Most of the original cast returned. Jenn Colella plays Carrie Chapman Catt, an old-school suffragist who clashed with young Paul over tactics and timing. James returns as Wells, while Milholland, played by Phillipa Soo off-Broadway, is now played by Hannah Cruz.

Given its parallels to a certain Lin-Manuel Miranda blockbuster about the Founding Fathers, it’s perhaps no surprise that the show has been dubbed “Hermilton” by some.

“I have to say,” Clinton says of Taub, “I think she’s doing for this part of American history what Lin did for our founders — making it alive, accessible, understandable. I hope ‘Suffs’ has the same impact that ‘Hamilton’ had.”

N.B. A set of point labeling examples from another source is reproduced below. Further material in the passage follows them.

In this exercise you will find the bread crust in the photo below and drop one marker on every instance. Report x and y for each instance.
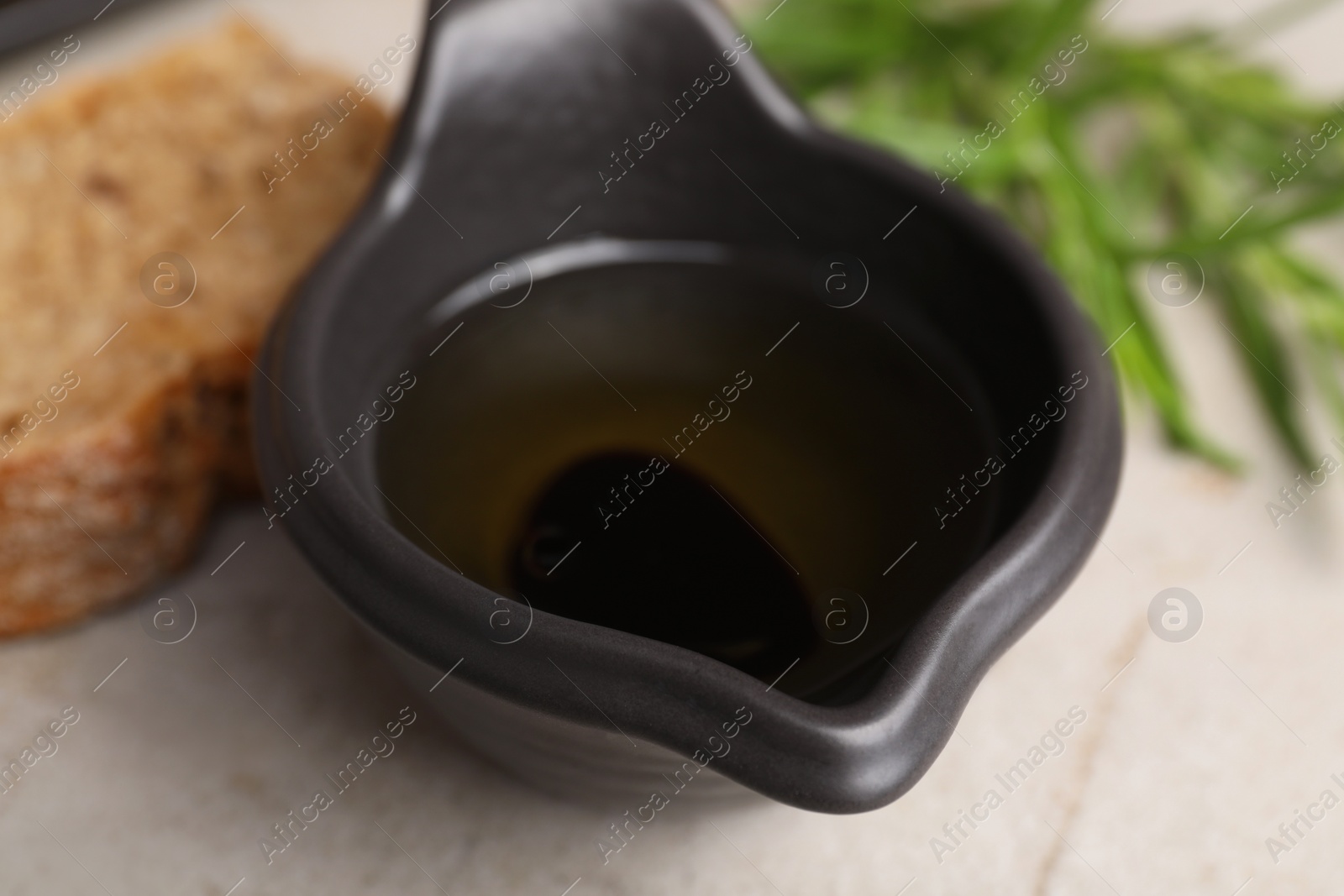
(113, 492)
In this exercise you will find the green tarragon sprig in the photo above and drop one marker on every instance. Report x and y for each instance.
(1109, 152)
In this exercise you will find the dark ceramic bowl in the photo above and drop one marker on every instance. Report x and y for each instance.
(506, 148)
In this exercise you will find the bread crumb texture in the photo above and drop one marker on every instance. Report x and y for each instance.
(105, 488)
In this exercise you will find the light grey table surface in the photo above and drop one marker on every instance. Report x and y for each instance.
(1191, 754)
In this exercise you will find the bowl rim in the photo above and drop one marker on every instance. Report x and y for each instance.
(840, 759)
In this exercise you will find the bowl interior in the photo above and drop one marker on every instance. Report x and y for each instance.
(769, 458)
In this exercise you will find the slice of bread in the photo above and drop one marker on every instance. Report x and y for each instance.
(123, 419)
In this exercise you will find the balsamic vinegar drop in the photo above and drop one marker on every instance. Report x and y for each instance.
(699, 453)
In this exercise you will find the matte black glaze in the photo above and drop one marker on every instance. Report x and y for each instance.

This may seem like a difficult task, but the producers were encouraged by the public reaction. “They’re laughing even harder than we thought at the parts we thought were funny and cheering for others,” says Clinton. A particular joy emerges at the end, when Paul proposes the ERA. “A cast member said, ‘Who would have thought the Equal Rights Amendment would receive applause in a Broadway theater?’” Clinton recalls.

One clear advantage the program certainly has: opportunity. During the off-Broadway run, news broke that the Supreme Court was preparing to overturn Roe vs. Wade. Wade, fueling a palpable sense of urgency in the audience. The Broadway campaign begins as abortion rights are in the news again — and are a key issue in the presidential election, just months away.

Taub has a long-term vision. She’s been working on the show for a decade and says something always happens to make it timely.

“I think,” she reflects, “it just goes to show that it’s always the right time to learn about women’s history.”